Author: Marios Myronakis, Kyriaki Theodorou 👨🔬
Affiliation: Medical Physics Department, Medical School, University of Thessaly 🌍
Purpose: The development of an integrated application framework for rapid, seamless, and automated calculation of absorbed organ dose for individual patients undergoing kV CBCT imaging over the course of radiation therapy.
Methods: The application consists of three parts: a) automatic acquisition of patient information from treatment planning system (TPS) data, namely the CT images, and the contoured organs; b) automatic GPU-based rapid Monte Carlo simulation of dose deposition in individual patient phantom, constructed automatically from the CT images; c) calculation of organ dose from simulated distribution and generation of dose report for each patient. The framework was preliminary verified on a test database of 31 anonymized patients treated for prostate cancer and imaged with Varian On-Board Imager (OBI). The average time required to perform all tasks per patient, and the average, and median organ dose values were calculated.

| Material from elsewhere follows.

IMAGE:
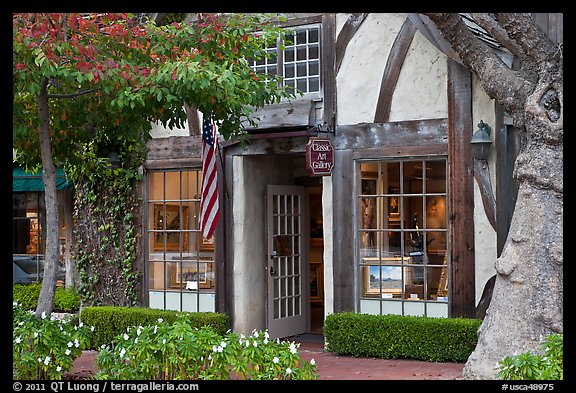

Results: The average time required for the GPU-based Monte Carlo simulation was approximately 55 seconds to achieve a statistical uncertainty <5%. The average time required for processing and storing data was 30 seconds. The average and median dose per fraction was 6.6 and 6.7 mGy for bladder, 3.6 and 3.4 mGy for small bowel, 5.5 and 5.6 mGy for rectum, 8.3 and 8.1 mGy for left femur, and 6.8 and 6.3 mGy for right femur. A report with the average organ dose per fraction was generated for each patient and each contoured organ in the TPS.
Conclusion: This work is an ongoing pre-release verification of an integrated framework for the calculation of organ dose from kV CBCT imaging during radiation therapy treatments. Patient organ doses were automatically calculated without user input. A user-friendly report was generated to assess individual doses from the imaging procedure. Preliminary verification demonstrates that the framework can be robustly integrated within the clinical workflow without constrictions.